Note: Versioning is supported by relating two datasets: A dataset is linked to its previous version via the Is Previous Version Of relation.
Already exisiting data distributions (DKAN resources) can be added to the dataset.
Adding a Resource to a Dataset
After entering the metadata for the dataset, the next step is to add a data distribution to the dataset. In order to add a data resource, click the button Next: Add data below the dataset form.
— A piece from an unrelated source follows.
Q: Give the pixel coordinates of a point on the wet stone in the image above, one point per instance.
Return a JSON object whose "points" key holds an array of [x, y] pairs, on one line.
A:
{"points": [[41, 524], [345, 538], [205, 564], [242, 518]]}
On creating a resource, an URL alias is automatically generated by default. The URL alias pattern tries to include the file type from the uploaded file as the last URL segment. So, if the resource has a Excel file with the file extension .xls the string xls will be added to the URL alias. This results for example in the URL alias dataset/ces-2012/resource/xls.
Publishing a Dataset
There is a research data management workflow for publication of a dataset. The workflow includes a metadata review process in order to control metadata quality.
Metadata should be provided by the creators and contributors of a dataset. The provided metadata has to be reviewed by a responsible metadata librarian before the dataset can be published via the da|ra registration agency.
Research Data Publishing
The da|ra DOI registration service requires the following mandatory metadata properties:
- The type of the dataset has to be selected from the selection list Type (in the tab Dataset Information).
- The original title of the dataset in the field Title.
- At least a name entry in the Creator fiels is needed.
- Publication Date
- The date of publication of the dataset in the field Publication Date.
- The availability of the data has to be selected from the selection list Access Rights (Availability) (in the tab Data License Information and Access Right).
- URL (in the tab Administrative Metadata).
Note that it is recommended to provide a DOI in the field DOI Proposal (in the tab Administrative Metadata), otherwise the DOI suffix is automatically generated by the da|ra system.
The metadata of the dataset is transfered to the da|ra registration agency for DOI registration. The metadata will also be indexed in DataCite for information retrieval.